While we got to take a closer look at the PHEV at the show, we also managed to briefly get behind the wheel for a quick taste of the petrol J7 at the same short track in the parking lot of an amusement park in Wuhu city where we got to sample the Jaecoo J6 (iCar 03).

A few laps around a short acceleration course with a few small chicanes on the return was all we got, but it was a tantalising taste of what we can expect when the J7 lands here in the next few months.

From the outside, the J7 is a handsome mid-size SUV with more conventional, squared-off styling than that of the more ornate Omoda C5 it shares its underpinnings with.

Much like the all-electric J6, the sheer quality of the J7’s interior is deeply impressive, not just being on par with what we have already seen in its Omoda C5 sibling but, if anything, a bit above that.

High quality seat and upper dash materials do a good job of hiding some harder plastics low down in the cabin, but even these feel of a good quality, while the level of tech and infotainment goodies are impressive.

Comfortable seats are nicely complimented by a plush ride, which does see it leaning quite hard on the outside front tyre through corners, but that body roll is beautifully controlled and any movement is nicely telegraphed to the driver. It’s soft, yes, but the blend between ride comfort and handling seems to be about right for a medium SUV. At least in an amusement park parking lot, that is.

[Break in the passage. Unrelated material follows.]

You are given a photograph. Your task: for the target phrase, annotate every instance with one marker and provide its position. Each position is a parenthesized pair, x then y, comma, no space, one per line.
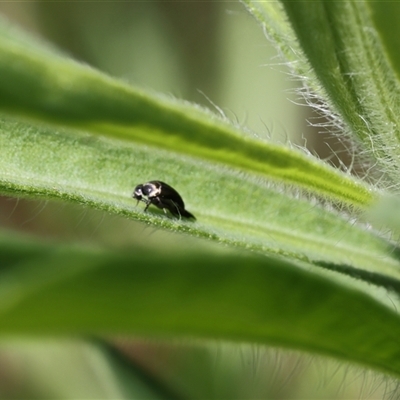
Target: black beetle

Like its Omoda sibling, the J7 also has a distinct lack of strong self-centring to its steering, which is also extremely light and almost feels over-assisted. While this is actually more of an advantage in a car that is going to spend a lot of time running around town, it does become a bit frustrating on the open road.

That said, we don’t know what market spec the car we drove was, so this could be different in the cars we see in New Zealand.

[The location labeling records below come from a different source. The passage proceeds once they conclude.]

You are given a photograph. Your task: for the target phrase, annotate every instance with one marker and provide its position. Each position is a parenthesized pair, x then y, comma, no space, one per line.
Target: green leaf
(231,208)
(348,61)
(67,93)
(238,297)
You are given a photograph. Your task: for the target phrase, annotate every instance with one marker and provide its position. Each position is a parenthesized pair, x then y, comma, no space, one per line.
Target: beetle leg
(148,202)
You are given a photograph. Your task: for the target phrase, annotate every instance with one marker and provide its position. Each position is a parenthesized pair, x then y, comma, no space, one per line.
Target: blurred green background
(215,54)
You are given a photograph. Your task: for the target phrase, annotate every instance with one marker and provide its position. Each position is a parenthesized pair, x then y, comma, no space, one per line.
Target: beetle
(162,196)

From a very short taste, the pure-ICE Jaecoo J7 feels very similar to the Omoda C5 GT I drove recently and came away rather impressed by.

Sharing an engine and transmission with the J7, the C5 GT is priced at $37,990 for the 2WD model I drove, and featured a more sophisticated independent rear suspension set up that offers up a more settled ride than the standard C5’s torsion beam rear.

I would put money on the Jaecoo J7 sharing the superior rear suspension as well as its engine and suspension, as it had a similarly settled ride to the C5 GT.

Even though it was a very brief taster, the sheer level of quality and composure on show in the J7 impressed immediately, while the only real possible negative was related to steering feel, which is a personal thing anyway.

If Omoda Jaecoo land the J7 here at similarly aggressive pricing to the Omoda C5 (which looks extremely likely at this stage), then the Jaecoo J7 should offer up a truly convincing competitor in the medium SUV segment, with its handsome, more traditional SUV looks and impressive levels of quality.